It’s a dilemma that every one of us in PR has to face from time to time. You’re sitting on a campaign idea that you know is going to upset a few people, but it’s simply just so good that you feel you really have to run with it.

This is exactly the issue that the community of Fruita, in the US state of Colorado, is hotly debating after a pair of local historians came up with a controversial marketing idea to raise awareness of the area.

In an initial bid to promote their own book about the city, local couple Steve and Denise Hight decided to distribute 500 stickers, which made a cheeky play on the familiar greeting Welcome to Fruita by turning it into a logo bearing the text-speak expletive WTF.

The brazen double entendre has proven such a big hit that the duo have gone ahead and ordered another 1,500 of the stickers and are also planning to print a range of T-shirts featuring the logo.

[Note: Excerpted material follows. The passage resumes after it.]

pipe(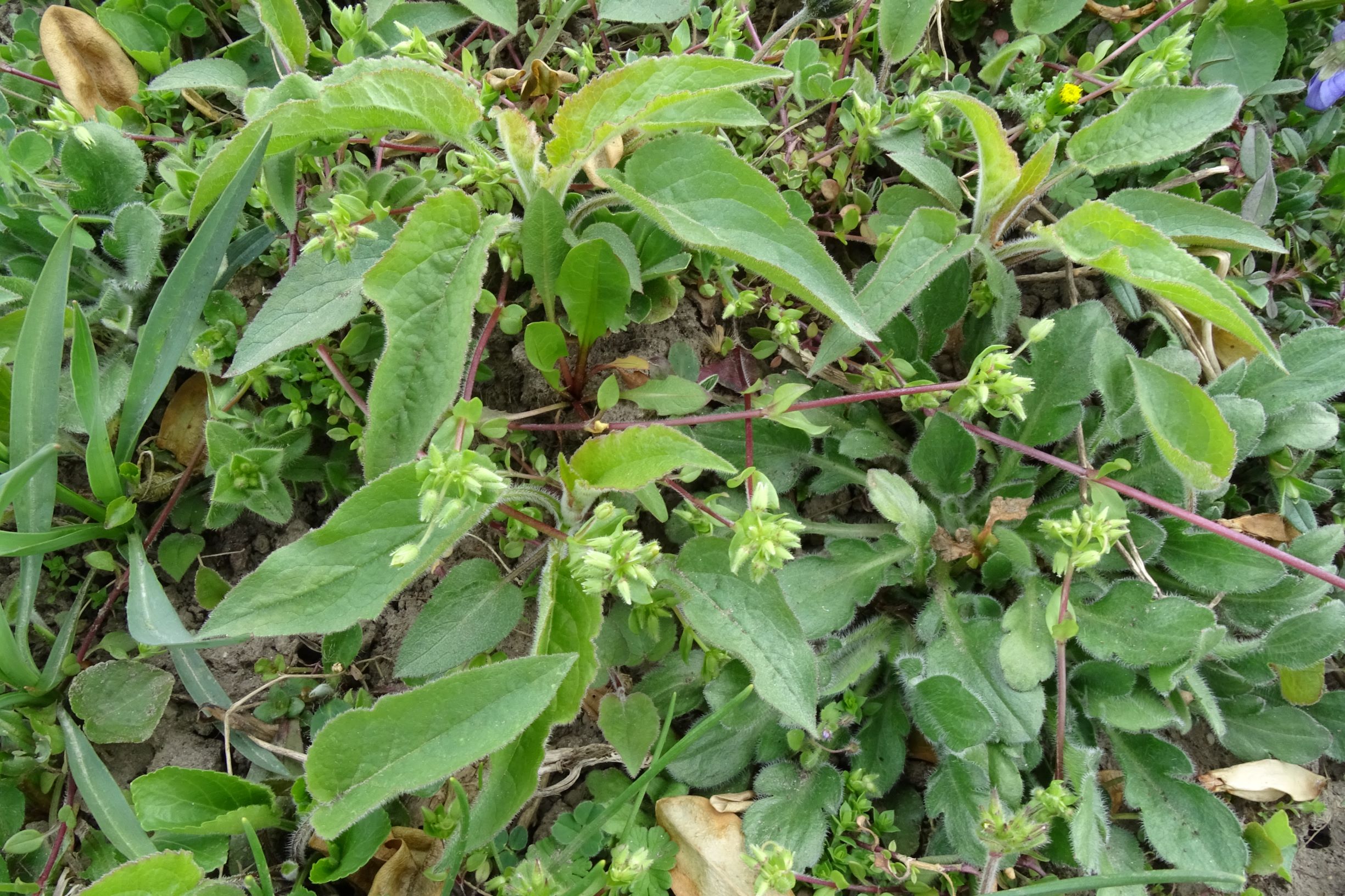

And now council officials are looking into adopting the logo as part of the city’s official promotional campaign, much to the dismay of local political correctness sticklers who have branded the slogan as crude and inappropriate.

In many ways we would have to agree with the opponents of the proposals, in that an expletive is not exactly the ideal association that you’d want with your home city or town.

However, from a commercial perspective you only have to look at the national and international media interest in the story so far to realise that the idea has great marketing potential and would put Fruita on the PR map for a very long while to come.